The CEA members are part of the Network of Educators of Science and Technology (NEST) affiliated with MIT. Twenty NESTers were invited to this first-ever STEM Policy Institute. The goal of the program was to create a dialogue among educators, policy experts, and public officials about the current opportunities and challenges related to science, technology, engineering and mathematics.
Here’s what 2011 Connecticut Teacher of the Year Kristen Record had to say about the experience.
We had discussions with leaders from the American Association for the Advancement of Science, the National Academy of Sciences, the American Chemical Society, and Phi Delta Kappa. We also went to a meeting held by the President’s Council of Advisors on Science and Technology (PCAST), in which the future of post-secondary mathematics education was discussed. GW’s Center on Education Policy held an advocacy training session for us in advance of meetings we had scheduled with members of congress.
Mid-week, Ernie and I attended the inaugural “Connecticut Constituent Coffee,” hosted by Senators Blumenthal and Murphy, with two other Connecticut science teachers. We then later met with both of their education staffers – for about 45 minutes each – to discuss the intersection of ESEA reauthorization and STEM education. Later in the week I had meetings with Representatives Himes and DeLauro and their staffers to discuss the same. I also had the unique experience of being able to be able to sit with Congresswoman DeLauro’s education staffer and watch some of the debate about HR5 from her office, and then later watched some of the debate about amendments to HR5 from the House Gallery.

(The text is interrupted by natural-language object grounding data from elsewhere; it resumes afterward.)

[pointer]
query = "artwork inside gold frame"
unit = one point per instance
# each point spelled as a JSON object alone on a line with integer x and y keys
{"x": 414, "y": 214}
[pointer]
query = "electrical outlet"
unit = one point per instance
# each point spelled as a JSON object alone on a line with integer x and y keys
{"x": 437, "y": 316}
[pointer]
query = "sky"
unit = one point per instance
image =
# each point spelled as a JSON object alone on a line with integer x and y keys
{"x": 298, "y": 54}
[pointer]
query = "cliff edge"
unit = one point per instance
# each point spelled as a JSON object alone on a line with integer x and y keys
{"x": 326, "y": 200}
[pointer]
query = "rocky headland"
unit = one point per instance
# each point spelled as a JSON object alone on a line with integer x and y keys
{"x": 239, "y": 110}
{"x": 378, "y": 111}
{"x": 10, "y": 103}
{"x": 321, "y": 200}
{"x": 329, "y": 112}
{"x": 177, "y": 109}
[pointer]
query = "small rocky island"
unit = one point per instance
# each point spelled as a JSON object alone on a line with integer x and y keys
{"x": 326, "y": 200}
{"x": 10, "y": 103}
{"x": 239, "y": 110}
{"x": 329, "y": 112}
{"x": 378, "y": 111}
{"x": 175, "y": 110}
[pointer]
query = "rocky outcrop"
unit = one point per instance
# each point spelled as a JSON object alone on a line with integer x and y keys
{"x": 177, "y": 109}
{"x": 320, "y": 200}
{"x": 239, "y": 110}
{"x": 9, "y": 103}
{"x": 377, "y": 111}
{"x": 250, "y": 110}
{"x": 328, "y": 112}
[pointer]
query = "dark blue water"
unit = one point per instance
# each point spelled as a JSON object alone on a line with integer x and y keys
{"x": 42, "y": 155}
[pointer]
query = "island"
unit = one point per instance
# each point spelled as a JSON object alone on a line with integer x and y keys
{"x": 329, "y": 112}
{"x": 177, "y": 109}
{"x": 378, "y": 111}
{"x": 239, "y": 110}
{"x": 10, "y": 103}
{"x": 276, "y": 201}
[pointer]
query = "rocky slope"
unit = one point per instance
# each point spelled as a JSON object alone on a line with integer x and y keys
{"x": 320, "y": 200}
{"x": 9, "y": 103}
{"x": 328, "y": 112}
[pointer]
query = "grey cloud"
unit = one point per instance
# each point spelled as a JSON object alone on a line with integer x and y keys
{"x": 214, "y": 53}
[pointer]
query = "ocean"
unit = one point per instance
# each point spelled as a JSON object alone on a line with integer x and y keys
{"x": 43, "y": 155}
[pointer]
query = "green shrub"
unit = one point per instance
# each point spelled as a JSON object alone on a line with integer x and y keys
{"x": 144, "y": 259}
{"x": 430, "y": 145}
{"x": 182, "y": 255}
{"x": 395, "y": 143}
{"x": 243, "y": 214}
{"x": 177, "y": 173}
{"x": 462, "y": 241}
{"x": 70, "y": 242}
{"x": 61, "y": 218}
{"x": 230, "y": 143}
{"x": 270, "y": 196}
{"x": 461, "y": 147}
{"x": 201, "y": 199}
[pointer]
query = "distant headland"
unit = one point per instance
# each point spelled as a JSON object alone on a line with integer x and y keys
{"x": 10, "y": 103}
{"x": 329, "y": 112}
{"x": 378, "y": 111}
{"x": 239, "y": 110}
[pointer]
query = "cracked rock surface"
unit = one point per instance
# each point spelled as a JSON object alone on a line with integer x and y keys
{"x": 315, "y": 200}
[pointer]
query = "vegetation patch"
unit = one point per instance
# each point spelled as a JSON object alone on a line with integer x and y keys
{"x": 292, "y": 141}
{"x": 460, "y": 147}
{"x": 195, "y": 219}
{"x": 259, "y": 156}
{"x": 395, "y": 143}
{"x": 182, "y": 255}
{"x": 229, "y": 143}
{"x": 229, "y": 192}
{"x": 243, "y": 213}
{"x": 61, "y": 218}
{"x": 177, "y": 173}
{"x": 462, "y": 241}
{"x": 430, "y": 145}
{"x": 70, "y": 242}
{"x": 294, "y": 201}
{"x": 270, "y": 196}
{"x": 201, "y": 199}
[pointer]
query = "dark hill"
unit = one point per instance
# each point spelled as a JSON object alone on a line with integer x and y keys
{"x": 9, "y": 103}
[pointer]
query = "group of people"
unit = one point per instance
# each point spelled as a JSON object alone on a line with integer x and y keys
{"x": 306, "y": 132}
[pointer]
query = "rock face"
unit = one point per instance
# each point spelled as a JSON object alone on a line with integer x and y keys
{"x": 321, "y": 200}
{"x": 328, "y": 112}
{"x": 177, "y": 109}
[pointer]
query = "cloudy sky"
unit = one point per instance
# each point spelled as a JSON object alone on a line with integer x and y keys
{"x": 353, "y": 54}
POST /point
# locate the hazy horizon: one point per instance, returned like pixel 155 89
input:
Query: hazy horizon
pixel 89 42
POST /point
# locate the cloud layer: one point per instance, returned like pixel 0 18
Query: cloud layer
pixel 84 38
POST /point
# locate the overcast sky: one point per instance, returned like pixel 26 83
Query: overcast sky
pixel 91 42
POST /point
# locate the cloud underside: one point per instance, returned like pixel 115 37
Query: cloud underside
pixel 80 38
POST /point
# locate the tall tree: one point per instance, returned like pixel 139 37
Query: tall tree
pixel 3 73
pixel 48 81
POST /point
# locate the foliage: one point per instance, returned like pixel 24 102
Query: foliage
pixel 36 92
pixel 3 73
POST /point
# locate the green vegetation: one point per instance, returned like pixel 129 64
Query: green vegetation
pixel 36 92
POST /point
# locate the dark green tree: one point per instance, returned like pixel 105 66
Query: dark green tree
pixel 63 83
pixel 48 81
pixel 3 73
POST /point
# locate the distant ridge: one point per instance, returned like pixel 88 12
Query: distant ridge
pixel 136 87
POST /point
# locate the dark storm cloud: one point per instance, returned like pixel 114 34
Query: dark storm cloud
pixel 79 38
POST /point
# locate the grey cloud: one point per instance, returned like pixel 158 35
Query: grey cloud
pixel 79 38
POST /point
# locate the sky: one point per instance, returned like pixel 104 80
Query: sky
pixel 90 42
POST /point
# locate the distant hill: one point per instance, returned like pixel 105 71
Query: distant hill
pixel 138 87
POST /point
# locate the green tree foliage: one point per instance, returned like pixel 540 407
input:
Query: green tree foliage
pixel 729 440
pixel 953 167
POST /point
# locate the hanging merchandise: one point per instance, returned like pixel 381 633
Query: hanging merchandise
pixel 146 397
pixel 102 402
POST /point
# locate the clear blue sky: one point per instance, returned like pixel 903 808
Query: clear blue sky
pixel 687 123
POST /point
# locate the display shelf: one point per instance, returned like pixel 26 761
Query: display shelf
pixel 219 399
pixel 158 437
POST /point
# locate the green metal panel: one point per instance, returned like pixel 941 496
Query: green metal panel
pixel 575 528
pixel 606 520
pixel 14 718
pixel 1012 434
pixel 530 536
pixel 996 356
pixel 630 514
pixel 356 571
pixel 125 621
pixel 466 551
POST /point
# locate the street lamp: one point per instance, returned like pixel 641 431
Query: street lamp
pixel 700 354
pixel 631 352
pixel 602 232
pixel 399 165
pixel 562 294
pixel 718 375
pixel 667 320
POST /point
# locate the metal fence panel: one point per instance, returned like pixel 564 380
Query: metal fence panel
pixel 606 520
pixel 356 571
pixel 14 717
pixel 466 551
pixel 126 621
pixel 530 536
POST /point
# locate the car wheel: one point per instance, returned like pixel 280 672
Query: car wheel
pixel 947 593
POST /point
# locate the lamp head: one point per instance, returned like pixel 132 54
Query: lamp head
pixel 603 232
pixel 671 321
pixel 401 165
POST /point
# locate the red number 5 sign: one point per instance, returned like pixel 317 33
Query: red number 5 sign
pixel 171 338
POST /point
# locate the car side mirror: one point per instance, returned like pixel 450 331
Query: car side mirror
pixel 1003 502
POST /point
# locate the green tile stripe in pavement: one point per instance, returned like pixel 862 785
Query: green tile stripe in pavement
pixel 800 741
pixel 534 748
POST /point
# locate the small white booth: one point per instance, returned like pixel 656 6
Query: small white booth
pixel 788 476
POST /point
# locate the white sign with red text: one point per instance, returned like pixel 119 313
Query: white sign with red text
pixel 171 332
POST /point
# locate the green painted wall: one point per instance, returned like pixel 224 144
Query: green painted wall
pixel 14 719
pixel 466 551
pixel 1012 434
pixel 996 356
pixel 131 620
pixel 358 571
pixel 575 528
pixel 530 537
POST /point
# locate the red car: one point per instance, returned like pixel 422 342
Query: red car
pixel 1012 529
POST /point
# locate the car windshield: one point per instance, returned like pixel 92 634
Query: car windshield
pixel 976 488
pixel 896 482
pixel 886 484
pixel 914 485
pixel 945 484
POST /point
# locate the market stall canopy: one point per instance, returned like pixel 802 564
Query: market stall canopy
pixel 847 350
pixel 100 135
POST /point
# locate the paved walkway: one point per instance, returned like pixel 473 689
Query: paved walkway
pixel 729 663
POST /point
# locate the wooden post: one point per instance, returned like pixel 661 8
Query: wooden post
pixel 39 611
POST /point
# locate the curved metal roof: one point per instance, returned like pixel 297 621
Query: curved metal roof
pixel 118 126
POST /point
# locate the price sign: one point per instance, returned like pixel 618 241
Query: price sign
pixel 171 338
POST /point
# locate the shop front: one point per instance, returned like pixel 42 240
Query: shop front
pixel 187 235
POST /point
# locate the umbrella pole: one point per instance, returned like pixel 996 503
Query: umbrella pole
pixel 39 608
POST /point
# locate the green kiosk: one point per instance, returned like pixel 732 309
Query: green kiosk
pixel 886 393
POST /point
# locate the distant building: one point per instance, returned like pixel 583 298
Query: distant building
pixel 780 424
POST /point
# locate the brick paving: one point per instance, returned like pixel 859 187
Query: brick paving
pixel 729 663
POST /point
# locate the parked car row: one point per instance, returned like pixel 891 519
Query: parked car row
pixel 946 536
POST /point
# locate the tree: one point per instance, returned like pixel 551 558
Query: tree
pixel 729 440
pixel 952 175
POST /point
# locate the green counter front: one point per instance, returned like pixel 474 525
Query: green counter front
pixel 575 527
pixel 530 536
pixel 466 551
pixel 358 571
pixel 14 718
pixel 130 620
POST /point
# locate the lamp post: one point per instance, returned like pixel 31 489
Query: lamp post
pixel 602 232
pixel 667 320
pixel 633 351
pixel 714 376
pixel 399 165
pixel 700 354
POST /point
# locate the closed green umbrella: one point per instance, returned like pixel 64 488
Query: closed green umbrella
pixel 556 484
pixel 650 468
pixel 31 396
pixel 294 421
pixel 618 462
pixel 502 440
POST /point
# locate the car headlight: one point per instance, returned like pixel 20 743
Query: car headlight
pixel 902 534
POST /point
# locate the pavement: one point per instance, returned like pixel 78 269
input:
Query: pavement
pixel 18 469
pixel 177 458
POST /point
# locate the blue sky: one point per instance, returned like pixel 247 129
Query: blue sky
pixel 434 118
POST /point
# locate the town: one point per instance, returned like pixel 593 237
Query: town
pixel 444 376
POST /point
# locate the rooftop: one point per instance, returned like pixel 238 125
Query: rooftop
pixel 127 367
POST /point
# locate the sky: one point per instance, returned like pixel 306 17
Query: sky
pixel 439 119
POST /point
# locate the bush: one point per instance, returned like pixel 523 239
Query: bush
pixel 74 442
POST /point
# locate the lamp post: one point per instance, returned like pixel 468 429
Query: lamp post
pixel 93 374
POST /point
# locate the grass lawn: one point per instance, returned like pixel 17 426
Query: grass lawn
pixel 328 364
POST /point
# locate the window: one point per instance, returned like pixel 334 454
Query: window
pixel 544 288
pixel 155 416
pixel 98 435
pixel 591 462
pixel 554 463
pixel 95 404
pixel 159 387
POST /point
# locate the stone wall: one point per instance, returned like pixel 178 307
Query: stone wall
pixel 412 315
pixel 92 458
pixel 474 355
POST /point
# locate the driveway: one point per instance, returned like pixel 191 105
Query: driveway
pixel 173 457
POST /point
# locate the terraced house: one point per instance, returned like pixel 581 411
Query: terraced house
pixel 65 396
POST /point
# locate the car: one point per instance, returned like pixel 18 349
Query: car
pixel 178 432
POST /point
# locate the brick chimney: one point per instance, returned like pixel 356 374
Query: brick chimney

While at the PCAST meeting, I picked up a 2010 report written by the President’s Council of Advisors on Science and Technology to the President called, “Prepare and Inspire: K-12 Education in Science, Technology, Engineering and Math for America’s Future.” On page 73, the report says, “Unless we give our best teachers access to decision-makers and a voice in the many policy decisions that affect their lives, we will continue to make poor use of the talented teachers in our schools, and large number of them will leave the profession for jobs that are more responsive to their needs.”
That sentiment perfectly echoes my belief that classroom teachers need to be viewed as the experts in education when policies are considered and laws are passed; teachers need a seat at that decision-making table from the beginning.